Saturday, August 13, 2022

Common Reading Experience List for 2014 Narrows

Final selection to be announced in February, shared with all incoming freshmen

Final 5 books for the 2014 Common Reading Experience Photo courtesy of Ole Miss Communications
Final 5 books for the 2014 Common Reading Experience Photo courtesy of Ole Miss Communications

OXFORD, Miss. – The committee charged with selecting the book for the 2014 UM Common Reading Experience has narrowed the field of nominations to five finalists. Committee members will read all five books through the end of January and review them for the final selection, which will be announced in February.

“We are grateful for the many nominations received for consideration,” said Robert Cummings, director of the UM Center for Writing and Rhetoric. “The Common Reading Experience is meant to unite our incoming freshmen and our larger university community. Participation throughout the process – from nomination to reading the final selection – is truly appreciated.”

The five finalists are:

“Canada” by Richard Ford (Ecco, 2012)

Ford’s newest novel entails murder, morality and the story of a young boy’s coming of age. When 15-year-old Del Parsons’ parents rob a North Dakota bank, his normal life is altered forever. His parents’ imprisonment threatens to create a turbulent and uncertain future for Del and his twin sister, Berner. While Berner runs away to avoid being shipped off by child welfare services, Del is taken in by expat American Arthur Remlinger, a mysterious and alluring fugitive with a dark and violent past. Undone by the disaster of his parents’ robbery, Del struggles to remake himself. “Canada” is a novel that explores boundaries traversed, innocence lost and reconciled, and the consoling bonds of family.

“Into the Free” by Julie Cantrell (David C. Cook, 2012)

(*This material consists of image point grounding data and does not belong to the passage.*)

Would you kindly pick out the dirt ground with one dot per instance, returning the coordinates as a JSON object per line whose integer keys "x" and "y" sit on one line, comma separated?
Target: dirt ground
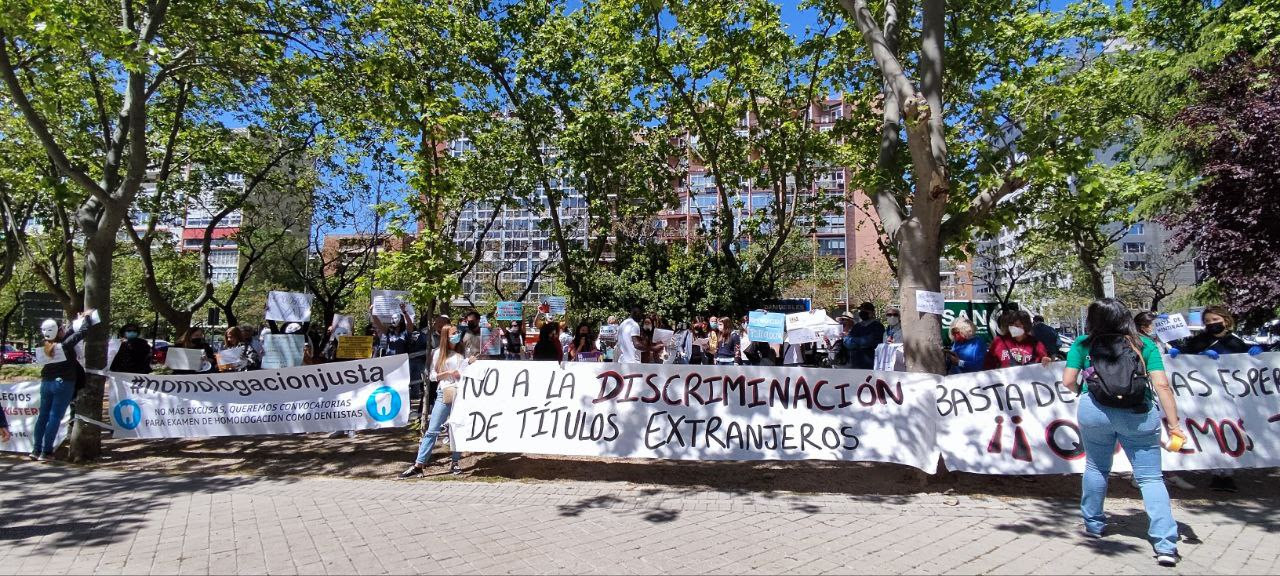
{"x": 384, "y": 453}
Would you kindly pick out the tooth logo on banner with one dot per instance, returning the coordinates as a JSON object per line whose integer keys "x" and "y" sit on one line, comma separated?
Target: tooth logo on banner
{"x": 127, "y": 415}
{"x": 383, "y": 403}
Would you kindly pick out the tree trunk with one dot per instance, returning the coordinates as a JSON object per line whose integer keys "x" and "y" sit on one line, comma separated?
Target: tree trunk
{"x": 86, "y": 439}
{"x": 919, "y": 270}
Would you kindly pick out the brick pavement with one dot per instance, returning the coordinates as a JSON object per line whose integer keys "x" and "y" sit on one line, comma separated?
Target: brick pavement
{"x": 59, "y": 519}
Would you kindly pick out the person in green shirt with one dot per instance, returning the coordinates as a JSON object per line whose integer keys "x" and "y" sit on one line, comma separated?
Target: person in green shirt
{"x": 1136, "y": 429}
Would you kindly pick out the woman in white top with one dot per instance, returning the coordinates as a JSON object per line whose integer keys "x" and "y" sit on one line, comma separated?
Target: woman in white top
{"x": 446, "y": 368}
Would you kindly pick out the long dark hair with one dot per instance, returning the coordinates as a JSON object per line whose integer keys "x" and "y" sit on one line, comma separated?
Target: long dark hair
{"x": 1109, "y": 319}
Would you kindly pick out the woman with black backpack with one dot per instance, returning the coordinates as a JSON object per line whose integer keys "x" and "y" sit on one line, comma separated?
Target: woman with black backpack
{"x": 1116, "y": 405}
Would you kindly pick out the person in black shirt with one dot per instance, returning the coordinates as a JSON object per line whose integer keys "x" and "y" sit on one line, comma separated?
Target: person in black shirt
{"x": 58, "y": 378}
{"x": 135, "y": 353}
{"x": 1217, "y": 336}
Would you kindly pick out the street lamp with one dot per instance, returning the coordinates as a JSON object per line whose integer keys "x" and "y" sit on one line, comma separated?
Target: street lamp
{"x": 813, "y": 233}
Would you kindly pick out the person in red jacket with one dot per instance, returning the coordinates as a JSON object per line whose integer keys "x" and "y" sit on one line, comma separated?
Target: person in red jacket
{"x": 1015, "y": 346}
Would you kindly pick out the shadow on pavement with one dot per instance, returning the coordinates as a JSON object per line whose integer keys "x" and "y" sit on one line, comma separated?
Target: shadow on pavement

A young girl growing into adolescence confronts family abuse and a dark past in this debut novel by Julie Cantrell. In Depression-era Mississippi, Millie Reynolds and her “nothing mama” live in a dilapidated cabin, occasionally receiving unwelcome visits from the violent family patriarch, Jack. With her only friend, Sloth, dead, Millie struggles to find purpose and happiness. For answers, Millie turns to the Gypsies who travel through town each spring. But when unlucky events consume her, she discovers some surprising secrets that eventually help her find hope in God’s love. A visceral and gripping journey of a young woman’s revelations about God and self, this novel entices readers with its compelling story about personal struggle and spiritual resilience.

“Men We Reaped” by Jesmyn Ward (Bloomsbury USA, 2013)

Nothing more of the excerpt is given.